Todos los sectores y subsectores económicos reclaman ser salvados por el Estado. El Estado, por supuesto, es una manera elegante y respetable de llamar al Gobierno. También los medios de comunicación. Con una economía casi paralizada no cabe esperar la recuperación de la inversión publicitaria a medio plazo. Tal vez nunca. Hace unos días, según mi fea costumbre, visité a varios kiosqueros. Me señalaron los periódicos amontonados frente a sus narices y sentenciaron:

-La gente hasta tiene miedo de tocar los periódicos. Creen que el virus está ahí, entre los titulares.

-Como siempre.

-¿Cómo siempre qué?

-Nada, nada.

Se me antoja muy poco probable que ese temor desaparezca para siempre. No lo hará. En cambio es muy posible que la honda y estructural crisis económica a la que nos ha arrastrado la crisis sanitaria acelere la desaparición del papel como soporte informativo (y publicitario). Vamos a emigrar exactamente como en la última gran glaciación, la conocida como Edad de Hielo, los hombres y mujeres debieron emigrar hacia el sur. Otros lo hicieron hacia el este, por ejemplo, atravesando el estrecho de Bering, totalmente congelado durante varios miles de años y llegando a América. El destino es hace tiempo internet, pero no para practicar los viejos hábitos en una tierra nueva. No hay nada que comer durante el camino y en cambio puedes ser devorado en cualquier momento por tigres dientes de sable, es decir, por las grandes plataformas tecnológicas y por la potencia informativa, desinformadora y publicitaria de las redes sociales. Sin periodismo puede practicarse la política -en este país la hubo durante cuarenta años- como puede desarrollase una economía, pero difícilmente puede sobrevivir una democracia.

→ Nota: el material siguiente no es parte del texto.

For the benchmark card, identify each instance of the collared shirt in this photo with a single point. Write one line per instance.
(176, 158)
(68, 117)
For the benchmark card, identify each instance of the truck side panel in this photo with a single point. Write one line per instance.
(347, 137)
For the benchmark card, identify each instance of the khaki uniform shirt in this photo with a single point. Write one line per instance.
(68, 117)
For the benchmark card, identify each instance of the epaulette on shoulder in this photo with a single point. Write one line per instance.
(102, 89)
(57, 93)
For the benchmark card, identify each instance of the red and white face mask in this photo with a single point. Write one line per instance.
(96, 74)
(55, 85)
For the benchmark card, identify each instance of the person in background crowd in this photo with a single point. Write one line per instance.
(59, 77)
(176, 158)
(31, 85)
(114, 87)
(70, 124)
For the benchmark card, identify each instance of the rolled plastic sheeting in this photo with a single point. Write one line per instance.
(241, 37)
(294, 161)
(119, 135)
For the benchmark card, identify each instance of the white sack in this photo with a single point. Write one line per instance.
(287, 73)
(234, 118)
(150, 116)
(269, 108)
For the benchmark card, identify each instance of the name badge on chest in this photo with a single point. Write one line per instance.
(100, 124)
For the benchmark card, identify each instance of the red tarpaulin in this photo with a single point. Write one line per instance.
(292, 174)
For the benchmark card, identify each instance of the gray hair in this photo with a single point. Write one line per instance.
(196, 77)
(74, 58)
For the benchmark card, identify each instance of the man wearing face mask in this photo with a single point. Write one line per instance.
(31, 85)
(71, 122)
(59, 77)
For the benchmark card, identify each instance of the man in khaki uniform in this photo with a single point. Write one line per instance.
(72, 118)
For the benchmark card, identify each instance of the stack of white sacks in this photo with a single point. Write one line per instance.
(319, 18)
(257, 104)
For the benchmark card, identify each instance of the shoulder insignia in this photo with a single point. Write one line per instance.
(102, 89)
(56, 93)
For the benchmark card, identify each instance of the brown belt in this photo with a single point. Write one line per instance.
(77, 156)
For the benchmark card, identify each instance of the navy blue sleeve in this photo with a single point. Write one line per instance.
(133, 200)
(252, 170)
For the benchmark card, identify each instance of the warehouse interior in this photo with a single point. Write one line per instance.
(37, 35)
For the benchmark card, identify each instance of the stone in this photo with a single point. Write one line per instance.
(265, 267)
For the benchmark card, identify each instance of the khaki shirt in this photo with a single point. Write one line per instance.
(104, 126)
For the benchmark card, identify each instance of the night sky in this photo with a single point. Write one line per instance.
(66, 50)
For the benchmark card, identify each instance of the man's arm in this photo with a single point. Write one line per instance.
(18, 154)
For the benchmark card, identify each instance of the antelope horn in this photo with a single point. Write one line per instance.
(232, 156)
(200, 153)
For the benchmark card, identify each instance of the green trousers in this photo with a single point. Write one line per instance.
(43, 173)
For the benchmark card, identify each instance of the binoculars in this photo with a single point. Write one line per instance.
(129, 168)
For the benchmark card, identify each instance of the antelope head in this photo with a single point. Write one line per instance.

El periodismo contemporáneo se basó siempre en un contrato entre periodistas, empresarios y lectores. Dudo mucho que la publicidad regrese tampoco como soporte que mantenga un modelo de negocio periclitado y que hace años daba muestras de agotamiento. El pacto se debe refundar entre las empresas periodísticas y los lectores. La gente que protesta por los muros de pago establecidos por los medios de comunicación en la esfera digital no comprenden -como muchos periodistas- ni las dimensiones ni la velocidad de los cambios. No podremos instalarnos nunca más en una tranquilidad que nos permita ponernos las pantuflas y disfrutar de tardes libres y fines de semana suministrados por una mediocre nevera de reportajes almacenados. La lucha por la inmediatez será terrible, pero si se siguen leyendo periódicos -o como se quieran llamar- será por la resurrección del reporterismo, por ofrecer análisis y diagnósticos interesantes y seductores, por convertir tu oferta informativa en un eje de relaciones incesantemente renovadas con otras publicaciones y otras ventanas.

No hay nada seguro, sin embargo. El periodismo puede perder perfectamente, como las democracias parlamentarias y los sistemas de bienestar social pueden entrar en una obsolescencia económica, cultural o ideológica. Pero no queda otra que intentarlo, y si dentro de diez mil años encuentran en la red un cadáver helado que lleve una noticia o una columna bien escrita y guardada en el bolsillo.